Sie sind inzwischen der Einzige aus dem legendären „Saturday Night Live“-Team, der überhaupt noch Hauptrollen bekommt. Woran liegt’s?
Daran, daß es mir wichtig ist. Nein (lacht). Wissen Sie, manche von uns essen auch noch immer jeden Tag Müsli zum Frühstück.
Es ist wunderbar, wieder mal hier in Frankreich zu sein. Vor ein paar Jahren war es sehr unpopulär, zum Festival hierher zu kommen, weil die Franzosen unsere Aktion im Irak nicht unterstützten. Ich fand das sehr bedauerlich, diese politische Auseinandersetzung, denn es gibt ja auch erfreulichere Traditionen – zum Beispiel, das französische Essen zu genießen. Ich glaube auch nicht, daß jemand, der Frankreich wirklich kennt, diese Aversionen teilen kann. Es ist schön hier.

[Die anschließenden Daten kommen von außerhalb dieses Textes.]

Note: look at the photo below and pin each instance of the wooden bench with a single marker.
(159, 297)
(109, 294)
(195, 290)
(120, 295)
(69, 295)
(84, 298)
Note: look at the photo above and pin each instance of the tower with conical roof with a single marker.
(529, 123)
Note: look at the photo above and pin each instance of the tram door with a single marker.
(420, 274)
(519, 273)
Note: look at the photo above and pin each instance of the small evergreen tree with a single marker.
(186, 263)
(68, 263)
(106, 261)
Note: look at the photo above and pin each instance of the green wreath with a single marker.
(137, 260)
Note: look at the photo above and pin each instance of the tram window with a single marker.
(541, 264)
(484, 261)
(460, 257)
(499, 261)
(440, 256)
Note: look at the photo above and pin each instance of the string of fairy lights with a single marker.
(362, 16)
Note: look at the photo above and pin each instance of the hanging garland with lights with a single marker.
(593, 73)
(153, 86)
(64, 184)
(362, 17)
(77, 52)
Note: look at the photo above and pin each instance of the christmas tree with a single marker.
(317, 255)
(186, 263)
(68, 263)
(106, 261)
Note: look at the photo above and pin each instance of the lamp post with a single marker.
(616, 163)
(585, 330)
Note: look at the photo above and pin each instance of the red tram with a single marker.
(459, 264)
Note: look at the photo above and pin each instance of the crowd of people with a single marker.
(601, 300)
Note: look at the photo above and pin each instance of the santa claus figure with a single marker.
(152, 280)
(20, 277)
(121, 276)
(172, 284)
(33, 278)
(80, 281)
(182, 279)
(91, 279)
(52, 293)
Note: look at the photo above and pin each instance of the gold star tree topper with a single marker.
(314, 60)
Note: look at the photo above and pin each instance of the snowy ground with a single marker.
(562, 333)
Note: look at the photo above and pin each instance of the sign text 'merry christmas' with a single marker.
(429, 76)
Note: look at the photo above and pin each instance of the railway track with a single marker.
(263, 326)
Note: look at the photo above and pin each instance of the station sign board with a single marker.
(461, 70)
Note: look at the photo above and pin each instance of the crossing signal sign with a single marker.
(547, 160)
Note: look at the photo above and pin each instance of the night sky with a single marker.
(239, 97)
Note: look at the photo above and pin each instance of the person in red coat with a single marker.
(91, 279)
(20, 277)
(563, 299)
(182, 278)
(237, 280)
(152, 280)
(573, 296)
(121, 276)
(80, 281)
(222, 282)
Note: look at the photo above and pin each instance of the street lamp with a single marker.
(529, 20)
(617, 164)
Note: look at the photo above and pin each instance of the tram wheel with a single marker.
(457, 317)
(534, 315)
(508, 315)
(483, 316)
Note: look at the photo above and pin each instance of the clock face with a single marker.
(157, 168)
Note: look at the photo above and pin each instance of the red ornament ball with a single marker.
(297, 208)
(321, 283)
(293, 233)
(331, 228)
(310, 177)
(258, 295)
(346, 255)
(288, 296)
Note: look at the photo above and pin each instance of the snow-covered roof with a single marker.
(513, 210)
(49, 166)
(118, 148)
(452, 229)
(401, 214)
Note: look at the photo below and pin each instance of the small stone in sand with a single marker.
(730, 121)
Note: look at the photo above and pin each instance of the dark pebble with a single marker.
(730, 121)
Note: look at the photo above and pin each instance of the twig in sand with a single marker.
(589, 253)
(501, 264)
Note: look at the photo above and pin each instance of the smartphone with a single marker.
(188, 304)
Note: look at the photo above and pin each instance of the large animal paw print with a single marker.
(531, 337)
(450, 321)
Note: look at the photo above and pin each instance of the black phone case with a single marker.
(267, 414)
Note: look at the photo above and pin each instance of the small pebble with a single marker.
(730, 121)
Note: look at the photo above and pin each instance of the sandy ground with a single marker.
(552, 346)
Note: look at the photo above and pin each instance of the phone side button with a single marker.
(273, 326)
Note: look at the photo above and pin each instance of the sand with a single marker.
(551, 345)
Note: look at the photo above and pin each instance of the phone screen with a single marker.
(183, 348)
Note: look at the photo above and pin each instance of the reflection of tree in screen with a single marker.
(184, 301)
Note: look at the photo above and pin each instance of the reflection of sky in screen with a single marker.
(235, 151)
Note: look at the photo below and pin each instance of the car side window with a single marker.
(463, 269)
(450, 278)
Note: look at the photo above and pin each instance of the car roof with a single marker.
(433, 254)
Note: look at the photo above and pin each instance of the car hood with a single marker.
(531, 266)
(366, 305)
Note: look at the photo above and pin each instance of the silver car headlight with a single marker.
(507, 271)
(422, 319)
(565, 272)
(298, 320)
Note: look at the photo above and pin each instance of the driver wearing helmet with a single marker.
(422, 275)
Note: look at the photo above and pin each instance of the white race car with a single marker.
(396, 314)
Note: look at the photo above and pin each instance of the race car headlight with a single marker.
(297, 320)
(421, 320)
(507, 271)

Sie haben die Frage gestellt, nachdem wir gerade von der Fütterung der Fotografen zurückkommen. Das ist eine Art ekstatische Erfahrung, die jeder machen sollte. Jeder sollte mal da rausgehen dürfen und sich anschreien lassen, während er fotografiert wird und versucht, ein glückliches Gesicht zu machen. Das Festival in Cannes ist eine tolle Sache. Für mich war’s immer ein Erlebnis. Als ich in Frankreich lebte, sah ich mir die Film-Festspiele im Fernsehen an. Es wird immer noch den ganzen Tag im Fernsehen drüber berichtet, und es macht einfach Spaß zuzugucken, wie aufgeregt und begeistert die Leute sind.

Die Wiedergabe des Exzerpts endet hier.